As students move through different phases of their education, the shape of their learning spaces changes. Young students see brightly-colored bookshelves and reading areas, where middle school students have lab tablets and desktop computers. Just as the atmosphere in the classroom changes to suit the students’ age and learning requirements, the technology in the classroom also has to accommodate the learning requirements of that age group.
According to a survey from Front Row Education, elementary school students mainly use iPads whereas middle school students are using Chromebooks. But what happens when students bring iPads into a room designed to work with Chromebooks? How does a school future-proof its classroom technology?
The Power of Interoperability: Use and Budget
The technology in the classroom has to be interoperable as students pass into different grades and their personal technology evolves. This is essential to meeting the needs of students in different phases of learning and to ensuring that the classroom technology is a worthy investment of tight school budgets.
As new technology is available and students’ personal device preferences evolve as they grow, classrooms need to be able to adapt. Costly equipment could be virtually unusable if the students’ devices are incompatible, and schools don’t often have the budget to purchase new systems every few years—to future-proof the classroom for whatever technology students prefer to use, schools can’t afford to bet on predictions about the winner of the battle for the classroom and if it will be Windows, Google or Apple.

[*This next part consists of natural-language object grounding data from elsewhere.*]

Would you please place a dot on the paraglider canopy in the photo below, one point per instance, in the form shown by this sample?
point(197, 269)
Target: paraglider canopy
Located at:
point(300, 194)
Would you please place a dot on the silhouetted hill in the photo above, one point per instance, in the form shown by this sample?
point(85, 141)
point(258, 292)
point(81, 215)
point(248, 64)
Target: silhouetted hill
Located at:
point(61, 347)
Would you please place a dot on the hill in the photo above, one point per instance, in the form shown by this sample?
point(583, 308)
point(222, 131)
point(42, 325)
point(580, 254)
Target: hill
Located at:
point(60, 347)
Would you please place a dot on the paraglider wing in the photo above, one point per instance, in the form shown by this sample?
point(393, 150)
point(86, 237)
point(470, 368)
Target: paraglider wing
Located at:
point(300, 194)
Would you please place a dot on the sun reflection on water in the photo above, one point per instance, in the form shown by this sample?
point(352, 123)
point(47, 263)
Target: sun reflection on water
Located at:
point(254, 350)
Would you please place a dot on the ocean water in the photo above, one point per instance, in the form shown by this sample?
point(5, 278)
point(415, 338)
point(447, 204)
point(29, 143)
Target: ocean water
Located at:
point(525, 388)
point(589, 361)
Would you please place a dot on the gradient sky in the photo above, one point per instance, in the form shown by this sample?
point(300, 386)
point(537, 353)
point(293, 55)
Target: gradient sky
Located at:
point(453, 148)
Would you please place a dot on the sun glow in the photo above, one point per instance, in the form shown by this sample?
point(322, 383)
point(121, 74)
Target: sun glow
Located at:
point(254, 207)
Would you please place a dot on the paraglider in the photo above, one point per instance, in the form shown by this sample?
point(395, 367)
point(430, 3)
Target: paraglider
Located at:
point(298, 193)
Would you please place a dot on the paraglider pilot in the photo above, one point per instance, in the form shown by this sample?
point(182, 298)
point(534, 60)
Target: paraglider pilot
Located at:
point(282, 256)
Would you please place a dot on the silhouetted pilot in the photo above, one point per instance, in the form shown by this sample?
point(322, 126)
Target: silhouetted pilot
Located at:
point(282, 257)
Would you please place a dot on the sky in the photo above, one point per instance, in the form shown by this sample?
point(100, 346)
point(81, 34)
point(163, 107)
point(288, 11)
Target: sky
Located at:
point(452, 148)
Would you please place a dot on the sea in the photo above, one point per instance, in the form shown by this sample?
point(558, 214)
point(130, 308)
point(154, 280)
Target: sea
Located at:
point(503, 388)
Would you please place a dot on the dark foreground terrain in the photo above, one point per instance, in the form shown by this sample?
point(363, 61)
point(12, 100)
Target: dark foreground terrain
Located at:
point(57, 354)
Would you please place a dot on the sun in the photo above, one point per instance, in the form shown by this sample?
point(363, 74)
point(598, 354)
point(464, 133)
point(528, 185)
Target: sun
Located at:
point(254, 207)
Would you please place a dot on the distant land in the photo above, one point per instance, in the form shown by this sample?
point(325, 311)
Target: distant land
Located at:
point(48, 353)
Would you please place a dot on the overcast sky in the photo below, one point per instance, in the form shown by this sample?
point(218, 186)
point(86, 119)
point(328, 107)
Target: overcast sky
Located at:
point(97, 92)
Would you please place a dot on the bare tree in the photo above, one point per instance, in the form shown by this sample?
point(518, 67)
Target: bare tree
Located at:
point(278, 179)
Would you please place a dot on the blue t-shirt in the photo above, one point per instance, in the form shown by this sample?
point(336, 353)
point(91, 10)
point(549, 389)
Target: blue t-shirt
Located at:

Identifying the Components of a Great Technology System
1. An education technology system should be able to work with any device or platform so students and teachers aren’t limited to what and how they can share content now and in the future.
(Next page: 4 more components of a great technology system)
2. Aside from finding a device that is compatible with Chrome, Apple and Windows, making sure that teachers productively use those technologies in the classroom is the next challenge. Some teachers have adopted a two-pronged approach of teaching with digital lessons on a projector or interactive whiteboard as an effective way to keep students’ attention, combined with assigning student homework with collaboration through personal devices such as laptops or tablets. By using both of the devices and the ability to cast content between the two, teachers can encourage group work where students can engage in peer feedback and group discussion on the interactive board.
One teacher who is successful with this approach as a way to engage elementary-school students and improve their interest in her lessons is Heather Hoxie. Engaging the class with traditional lesson plans had been a struggle for the fourth grade teacher, but she researched and discovered technology as a way to involve and interest students, and she combines 1:1 devices and an interactive whiteboard in her classroom.
3. Hoxie’s students each have a tablet with casting software that allows for wirelessly casting of their work onto the interactive whiteboard that she has in the front of the room. The whiteboard, an InFocus JTouch that works with Apple, Windows and Chrome devices, gives Hoxie the ability to make her lessons more engaging and fast-paced with peer feedback, allowing students to be more involved in each other’s learning.
Because devices are able to connect to the JTouch instantly, it is a realistic option for classroom interaction and collaboration in real-time, without wasting time connecting laptops and switching adapters for different types of devices.
4. Hoxie commented that this approach supports individualized learning for students as well, and with a device that works without delay, she noted that there is less classroom downtime.
“This individualized instruction on their personal devise allows students to move forward at their own pace,” she explained. “When they have finished a group assignment, they can jump right into an individualized reading or math exercise that picks right up where they left off. I can immediately show and celebrate their work on the JTouch, or display something for immediate feedback and collaboration. Because I can save any of their work, or anything that I’ve shared, it’s effortless to pull it up the next day or the next week to go over something.”
Not only is the interoperability important for collaboration, Hoxie explains that being able to save work done on the whiteboard has proven valuable as well. “And, because the kids can walk right up and draw or add notes right on the display, they become part of a more naturally fluid process.”
5. Ease of use is another factor for quality, long-lasting education technology, and this applies to students of all ages and classrooms of all levels. If students are unfamiliar with the user interface of a device, it can make classroom operations clunky, and dampen their enthusiasm with using the device. Teachers often go through training to learn to use devices that have their own interface, but students don’t receive that training; this creates a classroom environment centered on the teachers using technology, and students watching, which does little to solve the issue of classroom engagement, because while some digital content can be incorporated, students can’t have their own interaction with it.